Das auf einer anderen Rechtsauffassung beruhende Urteil des FG ist aufzuheben.

3. Die Sache ist nicht spruchreif. Das FG hat keine Feststellungen getroffen, die es dem Senat ermöglichten, abschließend zu prüfen, ob der Nachversteuerungstatbestand des Art. 4 Abs. 1 Satz 2 GrESWG wegen der Aufgabe des steuerbegünstigten Zwecks (eigene Errichtung der Gebäude) durch die Klägerin erfüllt wurde.

Das FG wird deshalb im zweiten Rechtsgang zunächst zu prüfen und die notwendigen Feststellungen zu treffen haben, ob die Klägerin, die im Zeitpunkt des Abschlusses des Grundstückskaufvertrages bereits hinsichtlich der Bebauung des Grundstücks durch Abschluß des Generalunternehmervertrages festgelegt war (vgl. hierzu Senatsentscheidungen vom 6. März 1991 II R 133/87, BFHE 164, 117, BStBl II 1991, 532, und vom 8. Februar 1995 II R 19/92, BFH/NV 1995, 823), von einer personell, wirtschaftlich oder gesellschaftsrechtlich miteinander eng verbundenen Veräußererseite ein bebautes Grundstück erworben hat (vgl.
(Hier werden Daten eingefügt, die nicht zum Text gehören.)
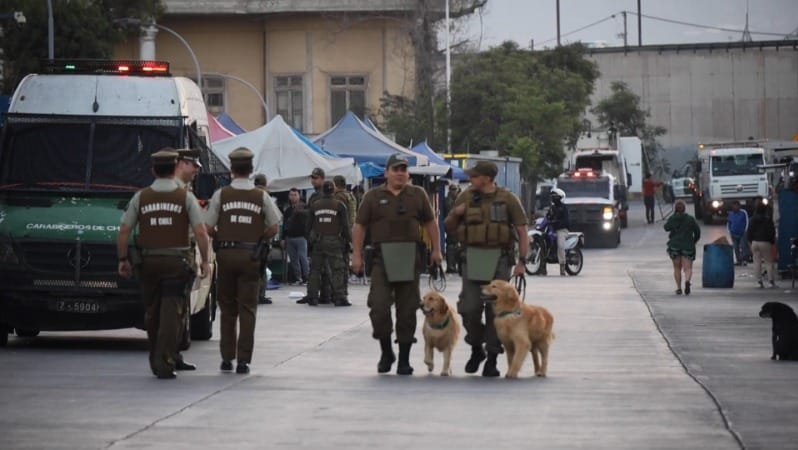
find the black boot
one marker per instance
(387, 358)
(477, 356)
(404, 368)
(489, 369)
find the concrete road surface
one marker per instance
(633, 366)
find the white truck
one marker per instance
(593, 208)
(75, 146)
(726, 172)
(612, 162)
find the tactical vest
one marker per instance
(395, 218)
(325, 217)
(240, 215)
(163, 219)
(486, 222)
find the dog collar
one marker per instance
(515, 312)
(442, 325)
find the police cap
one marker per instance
(484, 168)
(190, 155)
(397, 159)
(164, 157)
(241, 154)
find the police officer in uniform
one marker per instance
(163, 211)
(558, 221)
(317, 177)
(241, 220)
(186, 169)
(328, 228)
(392, 214)
(487, 220)
(345, 197)
(451, 240)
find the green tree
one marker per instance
(423, 117)
(82, 29)
(522, 103)
(622, 110)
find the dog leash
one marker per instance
(437, 278)
(519, 282)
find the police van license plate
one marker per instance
(80, 306)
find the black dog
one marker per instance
(785, 330)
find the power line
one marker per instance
(580, 29)
(706, 27)
(663, 19)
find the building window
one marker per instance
(347, 93)
(288, 91)
(213, 92)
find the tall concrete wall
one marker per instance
(709, 92)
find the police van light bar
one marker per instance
(149, 68)
(584, 173)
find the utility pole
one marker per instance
(625, 33)
(639, 25)
(558, 23)
(746, 33)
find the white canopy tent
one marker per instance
(284, 158)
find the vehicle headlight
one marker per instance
(7, 255)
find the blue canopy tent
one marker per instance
(229, 123)
(424, 149)
(352, 139)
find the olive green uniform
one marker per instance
(242, 213)
(164, 212)
(349, 201)
(328, 228)
(489, 223)
(394, 218)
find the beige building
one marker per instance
(310, 61)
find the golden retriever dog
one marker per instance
(521, 328)
(441, 330)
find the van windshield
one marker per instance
(80, 156)
(600, 163)
(736, 164)
(597, 188)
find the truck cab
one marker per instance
(593, 206)
(610, 162)
(728, 172)
(74, 148)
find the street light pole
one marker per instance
(188, 47)
(246, 83)
(50, 31)
(138, 22)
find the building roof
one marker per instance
(241, 7)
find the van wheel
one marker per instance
(27, 333)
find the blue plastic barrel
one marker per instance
(718, 268)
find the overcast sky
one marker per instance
(524, 20)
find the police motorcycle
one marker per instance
(543, 249)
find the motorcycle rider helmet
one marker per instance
(557, 195)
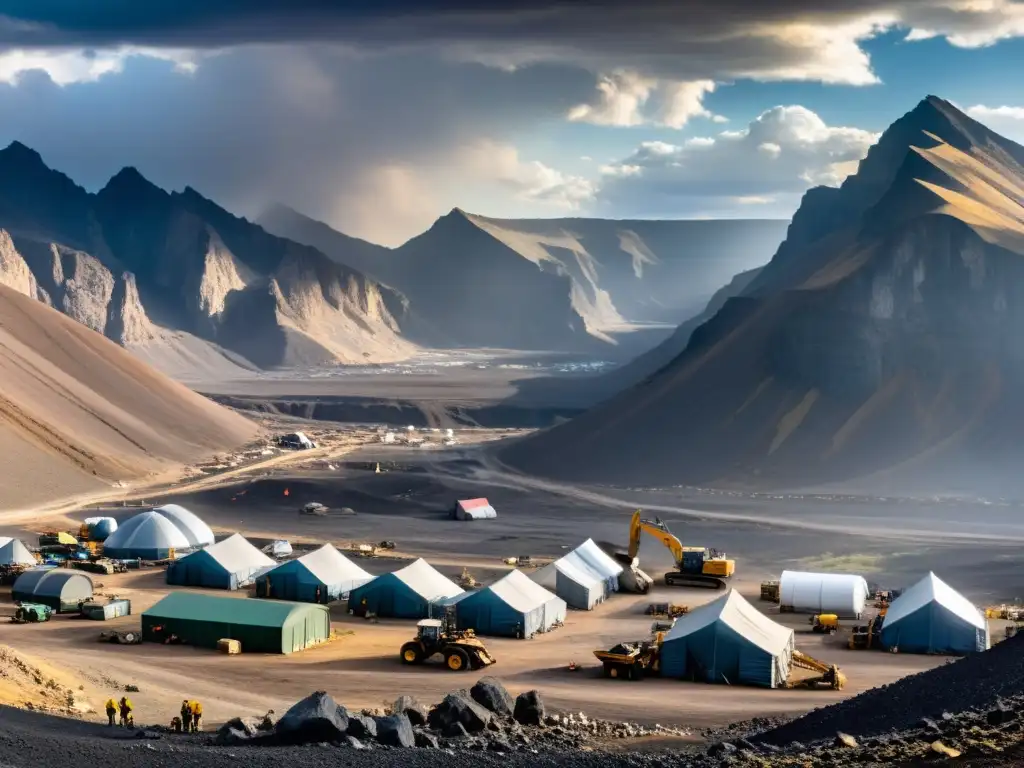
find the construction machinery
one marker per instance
(461, 649)
(829, 676)
(632, 660)
(867, 636)
(695, 566)
(32, 613)
(824, 624)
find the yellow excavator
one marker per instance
(695, 566)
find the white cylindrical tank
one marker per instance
(842, 594)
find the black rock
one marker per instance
(489, 693)
(529, 709)
(395, 730)
(459, 708)
(426, 739)
(412, 709)
(361, 726)
(721, 749)
(316, 718)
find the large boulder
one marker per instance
(489, 693)
(412, 709)
(316, 718)
(528, 709)
(459, 708)
(361, 726)
(395, 730)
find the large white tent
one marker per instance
(148, 536)
(842, 594)
(933, 617)
(728, 641)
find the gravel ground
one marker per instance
(974, 681)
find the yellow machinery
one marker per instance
(770, 591)
(695, 566)
(824, 624)
(828, 675)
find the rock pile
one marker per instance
(485, 718)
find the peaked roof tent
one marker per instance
(742, 617)
(427, 582)
(329, 565)
(932, 589)
(237, 554)
(15, 553)
(197, 531)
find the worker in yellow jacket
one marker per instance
(126, 707)
(112, 711)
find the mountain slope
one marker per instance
(586, 281)
(77, 413)
(882, 341)
(180, 281)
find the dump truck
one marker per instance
(695, 566)
(631, 660)
(824, 624)
(829, 676)
(461, 649)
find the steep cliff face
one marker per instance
(891, 347)
(181, 278)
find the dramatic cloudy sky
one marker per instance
(377, 117)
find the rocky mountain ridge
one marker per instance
(881, 343)
(181, 281)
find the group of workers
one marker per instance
(189, 722)
(124, 707)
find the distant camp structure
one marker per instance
(229, 564)
(407, 593)
(60, 589)
(259, 626)
(321, 577)
(473, 509)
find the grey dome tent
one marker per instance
(61, 589)
(148, 536)
(197, 531)
(728, 641)
(228, 564)
(933, 617)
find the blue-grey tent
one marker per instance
(512, 606)
(228, 564)
(320, 577)
(408, 593)
(932, 617)
(728, 641)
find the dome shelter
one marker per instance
(148, 536)
(197, 531)
(61, 589)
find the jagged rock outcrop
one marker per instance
(180, 276)
(583, 280)
(883, 340)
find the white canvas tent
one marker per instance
(728, 641)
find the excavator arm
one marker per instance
(656, 529)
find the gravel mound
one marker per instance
(974, 682)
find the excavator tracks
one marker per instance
(678, 579)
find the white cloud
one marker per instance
(66, 67)
(621, 99)
(1005, 120)
(529, 180)
(771, 162)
Senatsentscheidungen vom 6. Dezember 1989 II R 72/87, BFH/NV 1991, 344, und vom 6. Dezember 1989 II R 145/87, BFH/NV 1991, 345).

Sollte das FG bei dieser Prüfung zu dem Ergebnis gelangen, daß die Klägerin entgegen ihrer ursprünglichen Erklärung ein bebautes Grundstück erworben hat, ist der vorliegende Erwerbsvorgang nicht nach Art. 1 Nr. 1 a GrESWG von der Besteuerung auszunehmen, da diese Vorschrift den Erwerb eines unbebauten Grundstücks voraussetzt. Die Steuer ist in diesem Fall gemäß Art. 4 Abs. 1 Satz 2 GrESWG wegen der Aufgabe des steuerbegünstigten Zwecks nachzuerheben.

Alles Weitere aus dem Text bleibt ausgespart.